Tuesday, July 22, 2008

So the Bartender Says to the Horse --

Why the long face?

Alright, so I explained why I like and respect thinky atheists. But there are plenty of stinky atheists, too, and my bonhommerie is as stressed in thinking about them as it is with the feelgood self-help pseudopagans who take their spiritual direction alternately from 'Prosperity Gospel' quacks and shrink-wrapped plastic 'I Ching' sets from Barnes and Noble.

Part of the stinkiness I can't bear is their frequent supercilious meanness. Anybody who believes anything is dumb, not just different, wallowing smugly in willed ignorance, so restraint isn't called for: the idiots won't get the joke, anyway. Of course, religious people can be just as intolerant as this in their rhetoric, as well -- and knowledge of that fact is sometimes fodder for the mean atheists' lack of consideration. But for now I'm leaving uncharitable believers alone, since they really make my head bleed, and sticking with the angry atheists.

Now, before you say, 'And what about all those rants about Calvinists on here, Vif?', let me remind you they were not about real Calvinism nor even about John Calvin. When I go off on Calvinism it is about the entrenched and invisible secularized vestiges of Calvinism that underpin so many of our attitudes, habits, and neuroses here in the U.S. It's a bit like Althusser's ideology, a bit like Barthes' mythology, and a lot like a troublesome patch of morning glories which, despite having all the flowers and stems and leaves mowed down, are just as present as ever because their roots have already spread widely through the garden. You don't have to believe in the existence of God or John Calvin or even Geneva in order for these Calvinistic assumptions or aspirations to affect your view of culture, commensality, kindness, pleasure, and success. You just have to live in the United States for a while.

So, that having been resolved to all parties' satisfaction, my stinky atheist of the day is Mr. Eddie Izzard, who appears to believe that declaring his atheism over and over earns him a de facto Genius rating and the right to make jokes ridiculing the most heartfelt and sincere of beliefs. He likewise lampoons God and Jesus themselves in extended fashion as bumbling idiots, with Jesus as a sort-of sad sack sucker-Messiah who doesn't know what he is doing and doesn't much care.

Honestly, there are ways to do religious humor. I've seen plenty of stuff that succeeds mightily and yet doesn't offend even when it pokes fun at or contrasts particular beliefs or practices. And I don't just mean brilliant Jewish insider humor, but as well stuff from outside that yet manages to convey a level of respect for the subject. It is not impossible, not at all, but it requires subtlety, maturity - and compassion.

When people cry 'Is nothing sacred anymore???' they seldom intend their lament literally. Rather, it is a wish for a return to some measure of delicacy, consideration, and politesse: what most mean is 'Is nothing off-limits anymore? Is nothing private anymore?' and 'Is nothing beyond the bounds of decency and common courtesy anymore?' It has nothing to do with religion, and everything to do with politeness.
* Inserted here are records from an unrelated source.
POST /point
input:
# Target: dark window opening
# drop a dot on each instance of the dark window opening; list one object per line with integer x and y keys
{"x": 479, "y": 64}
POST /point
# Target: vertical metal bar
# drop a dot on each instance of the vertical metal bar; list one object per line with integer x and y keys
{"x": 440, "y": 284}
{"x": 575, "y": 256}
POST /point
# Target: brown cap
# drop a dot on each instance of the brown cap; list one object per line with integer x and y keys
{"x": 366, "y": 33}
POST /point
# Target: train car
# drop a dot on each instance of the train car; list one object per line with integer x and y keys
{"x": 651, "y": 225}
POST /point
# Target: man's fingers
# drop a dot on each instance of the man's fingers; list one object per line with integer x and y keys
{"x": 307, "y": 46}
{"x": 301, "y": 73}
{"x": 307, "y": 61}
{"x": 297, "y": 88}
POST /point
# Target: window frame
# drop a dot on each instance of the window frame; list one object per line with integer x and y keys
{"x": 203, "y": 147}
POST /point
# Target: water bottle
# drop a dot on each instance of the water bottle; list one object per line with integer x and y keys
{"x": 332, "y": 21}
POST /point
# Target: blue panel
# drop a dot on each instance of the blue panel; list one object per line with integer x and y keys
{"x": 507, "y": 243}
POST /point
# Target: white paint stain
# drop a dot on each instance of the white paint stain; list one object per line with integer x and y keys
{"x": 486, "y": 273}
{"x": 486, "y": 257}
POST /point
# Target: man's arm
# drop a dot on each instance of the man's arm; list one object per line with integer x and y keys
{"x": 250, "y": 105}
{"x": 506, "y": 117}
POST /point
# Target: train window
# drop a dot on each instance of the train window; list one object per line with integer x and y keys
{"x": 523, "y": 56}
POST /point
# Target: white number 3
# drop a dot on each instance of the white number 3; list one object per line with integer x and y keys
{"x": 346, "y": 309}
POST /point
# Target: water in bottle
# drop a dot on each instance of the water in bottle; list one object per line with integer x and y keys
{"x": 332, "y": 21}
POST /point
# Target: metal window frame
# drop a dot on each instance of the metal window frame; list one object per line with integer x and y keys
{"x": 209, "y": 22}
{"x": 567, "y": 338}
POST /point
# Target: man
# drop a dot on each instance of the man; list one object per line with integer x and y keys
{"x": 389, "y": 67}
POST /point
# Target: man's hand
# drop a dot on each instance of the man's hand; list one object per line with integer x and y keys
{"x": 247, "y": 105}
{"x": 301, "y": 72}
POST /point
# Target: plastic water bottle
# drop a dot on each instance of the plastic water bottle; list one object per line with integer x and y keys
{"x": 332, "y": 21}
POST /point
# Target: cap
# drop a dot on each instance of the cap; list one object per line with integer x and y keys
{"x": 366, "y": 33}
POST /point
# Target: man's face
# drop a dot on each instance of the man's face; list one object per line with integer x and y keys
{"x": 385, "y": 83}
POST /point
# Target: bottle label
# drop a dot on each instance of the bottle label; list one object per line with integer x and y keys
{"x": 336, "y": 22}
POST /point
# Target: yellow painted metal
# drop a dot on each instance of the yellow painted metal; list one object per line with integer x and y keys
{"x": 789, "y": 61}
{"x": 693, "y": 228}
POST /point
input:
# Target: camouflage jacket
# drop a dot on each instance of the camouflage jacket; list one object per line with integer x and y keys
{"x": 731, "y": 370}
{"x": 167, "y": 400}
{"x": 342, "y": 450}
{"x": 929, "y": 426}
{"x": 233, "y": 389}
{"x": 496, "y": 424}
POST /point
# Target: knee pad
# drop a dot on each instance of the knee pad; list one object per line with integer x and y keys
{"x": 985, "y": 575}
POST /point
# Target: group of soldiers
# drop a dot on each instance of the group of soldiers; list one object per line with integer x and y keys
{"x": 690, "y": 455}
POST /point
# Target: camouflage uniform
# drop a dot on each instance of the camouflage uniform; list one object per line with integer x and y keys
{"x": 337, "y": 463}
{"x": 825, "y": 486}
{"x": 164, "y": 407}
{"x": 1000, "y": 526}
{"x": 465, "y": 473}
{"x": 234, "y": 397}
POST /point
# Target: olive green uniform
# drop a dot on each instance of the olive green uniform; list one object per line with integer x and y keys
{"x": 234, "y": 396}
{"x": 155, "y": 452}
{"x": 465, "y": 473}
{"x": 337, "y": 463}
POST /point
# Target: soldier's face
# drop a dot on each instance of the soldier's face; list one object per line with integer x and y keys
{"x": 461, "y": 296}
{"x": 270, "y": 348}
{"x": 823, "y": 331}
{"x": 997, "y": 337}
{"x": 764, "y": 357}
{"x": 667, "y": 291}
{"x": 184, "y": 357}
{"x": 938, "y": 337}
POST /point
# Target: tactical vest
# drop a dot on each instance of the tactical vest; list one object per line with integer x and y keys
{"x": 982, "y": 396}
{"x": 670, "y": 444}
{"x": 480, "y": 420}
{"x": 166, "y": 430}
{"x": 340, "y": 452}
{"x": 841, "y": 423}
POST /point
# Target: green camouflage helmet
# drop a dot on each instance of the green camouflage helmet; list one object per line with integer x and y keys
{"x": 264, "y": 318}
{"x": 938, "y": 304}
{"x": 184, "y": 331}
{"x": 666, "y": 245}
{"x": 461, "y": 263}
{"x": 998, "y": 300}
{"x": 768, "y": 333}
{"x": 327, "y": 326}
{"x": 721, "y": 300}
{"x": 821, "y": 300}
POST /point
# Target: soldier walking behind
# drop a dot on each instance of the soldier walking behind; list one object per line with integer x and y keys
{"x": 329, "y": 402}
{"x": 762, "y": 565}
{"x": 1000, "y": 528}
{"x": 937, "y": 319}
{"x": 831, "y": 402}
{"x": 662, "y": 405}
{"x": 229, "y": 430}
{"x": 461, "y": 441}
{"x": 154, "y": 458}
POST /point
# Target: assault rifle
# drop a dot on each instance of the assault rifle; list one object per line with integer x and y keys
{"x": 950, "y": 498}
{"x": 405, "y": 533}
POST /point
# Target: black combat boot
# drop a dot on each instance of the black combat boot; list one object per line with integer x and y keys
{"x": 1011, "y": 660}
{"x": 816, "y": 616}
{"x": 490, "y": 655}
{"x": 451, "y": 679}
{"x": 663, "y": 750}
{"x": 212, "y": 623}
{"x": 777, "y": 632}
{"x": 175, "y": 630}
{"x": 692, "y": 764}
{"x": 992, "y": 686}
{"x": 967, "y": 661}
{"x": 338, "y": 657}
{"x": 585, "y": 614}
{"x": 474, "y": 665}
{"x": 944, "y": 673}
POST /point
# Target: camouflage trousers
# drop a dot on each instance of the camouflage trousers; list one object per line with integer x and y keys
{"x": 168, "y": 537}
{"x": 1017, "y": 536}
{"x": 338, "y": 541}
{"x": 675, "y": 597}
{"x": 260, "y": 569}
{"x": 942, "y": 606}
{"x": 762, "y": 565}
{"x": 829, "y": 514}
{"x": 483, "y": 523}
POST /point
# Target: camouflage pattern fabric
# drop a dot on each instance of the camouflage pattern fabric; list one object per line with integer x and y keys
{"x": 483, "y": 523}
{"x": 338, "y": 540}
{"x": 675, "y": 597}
And this is where Izzard's juvenile monologue about idiotic Creators and half-wit sons loses my interest. It was, and should have remained, settled a couple centuries ago that the natural sciences can tell us little of value about religion, and that religion likewise can tell us much about the cultivation of the soul but rather little about geology, or geometry, or cattle-breeding. That an individual has come to this epiphany in the 21st century and is shocked to find religion lacking in scientific insight (as in Izzard's version of Noah) just seems odd to me. A person can find himself unmoved by religion for various reasons, but that there is inadequate discussion of thermodynamics in John of the Cross is one, were it me, that I would feel slightly silly proffering as the crux of my atheism.
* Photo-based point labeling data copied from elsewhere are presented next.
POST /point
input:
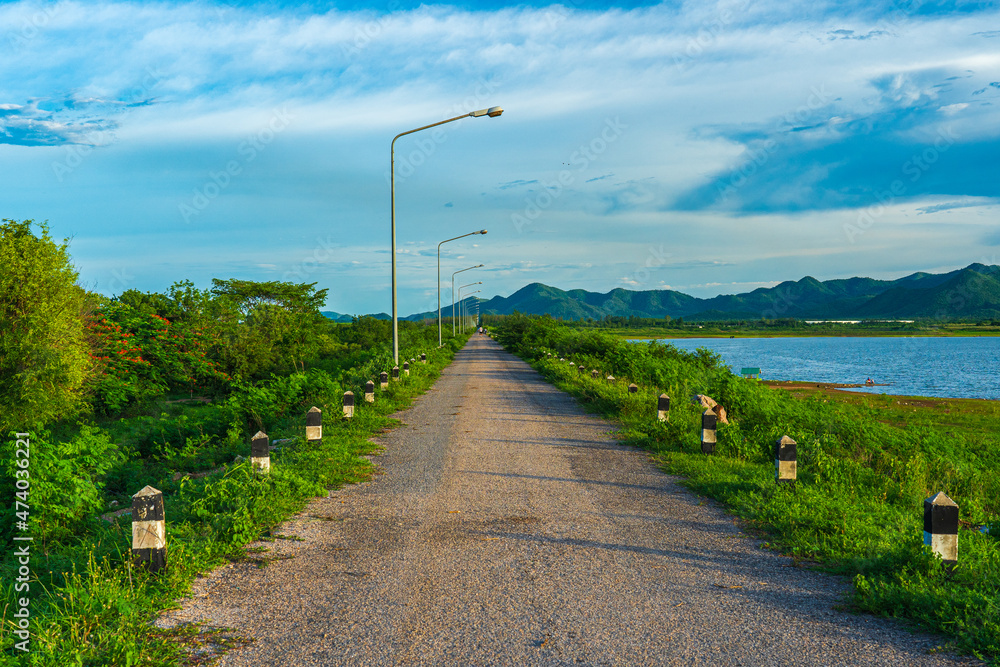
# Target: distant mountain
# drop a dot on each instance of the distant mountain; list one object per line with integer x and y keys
{"x": 969, "y": 293}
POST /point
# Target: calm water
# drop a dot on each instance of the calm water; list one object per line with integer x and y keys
{"x": 946, "y": 367}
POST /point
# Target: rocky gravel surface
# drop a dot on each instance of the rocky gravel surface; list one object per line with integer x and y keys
{"x": 509, "y": 528}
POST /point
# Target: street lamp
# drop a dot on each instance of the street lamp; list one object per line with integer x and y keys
{"x": 465, "y": 309}
{"x": 481, "y": 231}
{"x": 492, "y": 112}
{"x": 461, "y": 306}
{"x": 477, "y": 266}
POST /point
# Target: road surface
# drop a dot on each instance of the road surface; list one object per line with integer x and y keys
{"x": 510, "y": 528}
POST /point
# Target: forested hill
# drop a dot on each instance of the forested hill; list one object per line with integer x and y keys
{"x": 969, "y": 293}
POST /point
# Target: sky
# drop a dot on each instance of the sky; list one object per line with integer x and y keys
{"x": 706, "y": 147}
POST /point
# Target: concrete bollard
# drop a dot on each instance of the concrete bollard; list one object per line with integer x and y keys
{"x": 149, "y": 530}
{"x": 941, "y": 527}
{"x": 708, "y": 424}
{"x": 663, "y": 408}
{"x": 784, "y": 460}
{"x": 314, "y": 424}
{"x": 260, "y": 453}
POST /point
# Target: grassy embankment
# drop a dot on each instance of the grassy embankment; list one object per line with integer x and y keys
{"x": 866, "y": 463}
{"x": 89, "y": 604}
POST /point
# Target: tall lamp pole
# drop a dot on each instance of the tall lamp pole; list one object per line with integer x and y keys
{"x": 453, "y": 294}
{"x": 492, "y": 112}
{"x": 461, "y": 305}
{"x": 481, "y": 231}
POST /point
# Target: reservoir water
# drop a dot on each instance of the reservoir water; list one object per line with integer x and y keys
{"x": 912, "y": 366}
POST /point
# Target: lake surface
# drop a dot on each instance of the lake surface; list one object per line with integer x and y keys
{"x": 944, "y": 367}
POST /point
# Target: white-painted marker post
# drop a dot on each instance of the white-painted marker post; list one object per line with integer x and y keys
{"x": 260, "y": 453}
{"x": 314, "y": 424}
{"x": 149, "y": 530}
{"x": 708, "y": 425}
{"x": 941, "y": 527}
{"x": 784, "y": 461}
{"x": 663, "y": 408}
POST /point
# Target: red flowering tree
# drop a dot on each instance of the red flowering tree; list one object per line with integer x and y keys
{"x": 141, "y": 355}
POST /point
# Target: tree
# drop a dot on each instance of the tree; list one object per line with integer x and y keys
{"x": 44, "y": 357}
{"x": 278, "y": 325}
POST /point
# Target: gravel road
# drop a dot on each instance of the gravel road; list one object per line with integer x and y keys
{"x": 509, "y": 528}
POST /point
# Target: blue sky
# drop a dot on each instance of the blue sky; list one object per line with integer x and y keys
{"x": 708, "y": 147}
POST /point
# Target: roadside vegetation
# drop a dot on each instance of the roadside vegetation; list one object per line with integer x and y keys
{"x": 865, "y": 465}
{"x": 166, "y": 389}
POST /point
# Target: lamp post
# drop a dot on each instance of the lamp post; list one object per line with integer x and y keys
{"x": 453, "y": 294}
{"x": 461, "y": 305}
{"x": 492, "y": 112}
{"x": 482, "y": 231}
{"x": 465, "y": 310}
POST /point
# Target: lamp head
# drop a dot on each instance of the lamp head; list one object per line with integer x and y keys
{"x": 492, "y": 112}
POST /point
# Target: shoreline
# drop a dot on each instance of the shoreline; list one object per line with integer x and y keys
{"x": 799, "y": 334}
{"x": 841, "y": 390}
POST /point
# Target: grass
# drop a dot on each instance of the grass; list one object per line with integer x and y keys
{"x": 865, "y": 465}
{"x": 91, "y": 606}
But I would also say that even if the individual believes the experiences of John, or Jonas, or Rumi or Rahman Baba to have been 'all in their heads,' ridiculing their interior experience, in addition to being uncharitable, mean-spirited, and thus indefensible morally, is also simply as stupid and pointless in a pragmatic sense as making fun of a friend who thinks he looks better in his new haircut than he does: it's his haircut; let him live in it. You have a right to your own path of haircut self-discovery, and if on it you decide you prefer to continue with the tried-and-true No. 3 in perpetuity, you absolutely are under no obligation to get a copy of your friend's style.

This reactionary approach moreover conduces to the sort of us-v.-them mentality that - you guessed it! - religion is famous, and endlessly parodied and excoriated, for: they're stupid, we're not, so join our club. That an atheist presumably above the fray should resort to the same dirty tactics he would quickly condemn in others is, while not shocking (since we're all only human) still lazy - and, again, puerile. I would cringe and wince and undoubtedly throw up a little in my mouth if I had to read my high school journals filled with every pithy quote from Camus and Gide and Rimbaud that I felt could serve to prop up my (age-appropriate, let me add) stance that Religion is idiotic crap for crappy idiots who like crappy things. Thank God no one gave me a microphone, because in my defensive and angry posture I, too, sounded a bit like a crappy idiot.

Although it helped me terrifically with French!